A barrage of storms from weather systems stretching across the Pacific has dumped close to 2 feet (0.6 meters) of rain in parts of the Cascade Mountains, swelling rivers far beyond their banks and prompting more than 600 rescues across 10 counties.
As of Tuesday, there had been only one death — of a man who drove past warning signs into a flooded area — but key highways were buried or washed out, entire communities had been inundated, and saturated levees had given way. It could be months before State Route 2, which connects cities in western Washington with the Stevens Pass ski area and the faux Bavarian tourist town of Leavenworth across the mountains, can be reopened, Ferguson said.
“We’re in for the long haul,” Ferguson said at a news conference. “If you get an evacuation order, for God’s sakes, follow it.”
It won’t be until after waters recede and landslide risk subsides that crews will be able to fully assess the damage, he said. The state and some counties are making several million dollars available to help people pay for hotels, groceries and other necessities, pending more extensive federal assistance that Ferguson and Washington’s congressional delegation expect to see approved.
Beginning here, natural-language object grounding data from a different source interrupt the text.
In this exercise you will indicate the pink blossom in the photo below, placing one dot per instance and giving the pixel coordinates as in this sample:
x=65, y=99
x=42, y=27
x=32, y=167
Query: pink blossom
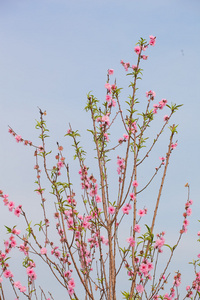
x=137, y=228
x=108, y=86
x=125, y=136
x=159, y=243
x=134, y=67
x=137, y=50
x=43, y=251
x=150, y=93
x=166, y=118
x=18, y=138
x=125, y=210
x=106, y=137
x=11, y=205
x=71, y=283
x=144, y=57
x=131, y=241
x=31, y=273
x=135, y=183
x=143, y=268
x=98, y=199
x=140, y=288
x=132, y=196
x=141, y=212
x=105, y=119
x=110, y=71
x=111, y=210
x=108, y=98
x=173, y=146
x=7, y=274
x=152, y=40
x=70, y=291
x=17, y=211
x=67, y=274
x=17, y=284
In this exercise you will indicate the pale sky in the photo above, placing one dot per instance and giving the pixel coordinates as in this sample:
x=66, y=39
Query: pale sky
x=53, y=52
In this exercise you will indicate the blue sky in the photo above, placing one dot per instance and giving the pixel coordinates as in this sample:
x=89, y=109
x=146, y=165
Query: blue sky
x=54, y=52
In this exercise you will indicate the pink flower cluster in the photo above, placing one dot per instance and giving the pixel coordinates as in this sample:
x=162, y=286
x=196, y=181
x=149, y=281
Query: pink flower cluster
x=173, y=146
x=177, y=279
x=161, y=104
x=152, y=40
x=131, y=241
x=18, y=138
x=110, y=91
x=71, y=286
x=9, y=244
x=159, y=242
x=145, y=267
x=11, y=204
x=18, y=285
x=133, y=128
x=89, y=183
x=30, y=271
x=104, y=121
x=120, y=162
x=150, y=94
x=126, y=208
x=188, y=212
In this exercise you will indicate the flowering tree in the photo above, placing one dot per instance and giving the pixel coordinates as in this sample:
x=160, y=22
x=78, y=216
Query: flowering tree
x=90, y=251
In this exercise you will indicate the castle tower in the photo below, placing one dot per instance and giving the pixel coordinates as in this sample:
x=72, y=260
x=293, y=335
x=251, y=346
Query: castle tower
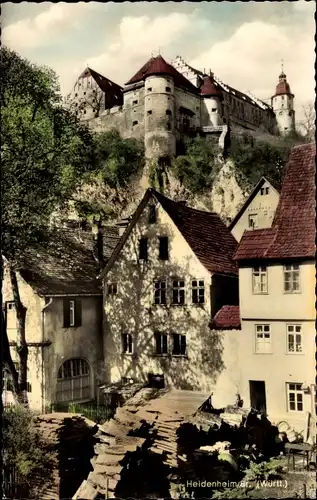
x=160, y=80
x=283, y=105
x=212, y=97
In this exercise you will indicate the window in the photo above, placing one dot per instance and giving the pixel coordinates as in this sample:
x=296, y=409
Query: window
x=179, y=345
x=143, y=249
x=294, y=339
x=178, y=292
x=160, y=292
x=198, y=292
x=259, y=279
x=127, y=343
x=253, y=221
x=161, y=343
x=73, y=381
x=163, y=248
x=152, y=214
x=295, y=397
x=72, y=313
x=112, y=289
x=291, y=278
x=262, y=339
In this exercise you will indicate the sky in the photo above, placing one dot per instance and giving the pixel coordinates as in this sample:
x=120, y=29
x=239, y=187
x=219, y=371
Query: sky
x=243, y=43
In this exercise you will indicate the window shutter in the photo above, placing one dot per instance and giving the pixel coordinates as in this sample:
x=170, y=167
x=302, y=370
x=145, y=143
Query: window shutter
x=78, y=315
x=66, y=322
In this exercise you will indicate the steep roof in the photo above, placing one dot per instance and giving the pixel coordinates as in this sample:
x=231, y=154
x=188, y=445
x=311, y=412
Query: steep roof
x=227, y=318
x=283, y=86
x=205, y=233
x=158, y=66
x=210, y=88
x=64, y=262
x=249, y=200
x=107, y=86
x=293, y=231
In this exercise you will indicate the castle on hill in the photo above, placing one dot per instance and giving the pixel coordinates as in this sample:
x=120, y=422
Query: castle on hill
x=163, y=102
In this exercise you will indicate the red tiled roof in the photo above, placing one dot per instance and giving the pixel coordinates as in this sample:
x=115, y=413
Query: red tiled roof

According to the governor’s office, first responders had conducted at least 629 rescues and 572 assisted evacuations. As many as 100,000 people had been under evacuation orders at times, many of them in the flood plain of the Skagit River north of Seattle.
Elevated rivers and flood risk could persist until at least late this month, according to the National Weather Service. Wind and flood watches and warnings are expected in much of the Northwest for the next couple of days as storms bring rain, heavy mountain snow and high winds.
Residents near a breached levee in Pacific, south of Seattle, were told to leave their homes well before dawn Tuesday, just hours after an evacuation alert was lifted for residents near another broken levee. The King County Sheriff’s Office used a helicopter equipped with a loudspeaker and knocked on doors, according to Brandyn Hull, communications manager for the sheriff’s office.
A 911 caller who reported water entering an apartment in Pacific around 1:20 a.m. Tuesday was the first sign of the levee breach for the Valley Regional Fire Authority, spokesperson Kelly Hawks said. Crews evacuated about 100 people early Tuesday, pulling some people from the windows of their first-floor apartments, she said.
“That was how quickly the water was coming in,” Hawks said.
Eventually the residents of about 220 homes evacuated. No injuries were reported.
Faced with the breach, Pacific’s police department put out a call on social media Tuesday morning for a tractor with a bucket capable of reaching 8 feet (2.4 meters) high, to fill a sandbagging machine. Once the tractor was acquired, the department called for members of the public to help fill sandbags.
In the Snohomish area northeast of Seattle, a man who drove past warning signs was found dead early Tuesday in a car submerged in a flooded ditch. Rescue swimmers found the vehicle in about 6 feet (1.8 meters) of water, the Snohomish County Sheriff’s Office said in a news release. The driver, believed to be a 33-year-old man, was pronounced dead at the scene after lifesaving measures failed.
During a briefing on flood damage from last week’s storm, Snohomish Regional Fire and Rescue Battalion Chief Jamal Beckham said the majority of calls his crews responded to were from people who tried to drive through water or were stranded atop vehicles.
“They did not understand how rapidly the water rises,” Beckham said Saturday. “We pulled people off the roof of their cars. And if we had not gotten there, the car would have been completely covered.”
They also responded to people who didn’t expect their houses to be flooded and did not leave when they were told, he said.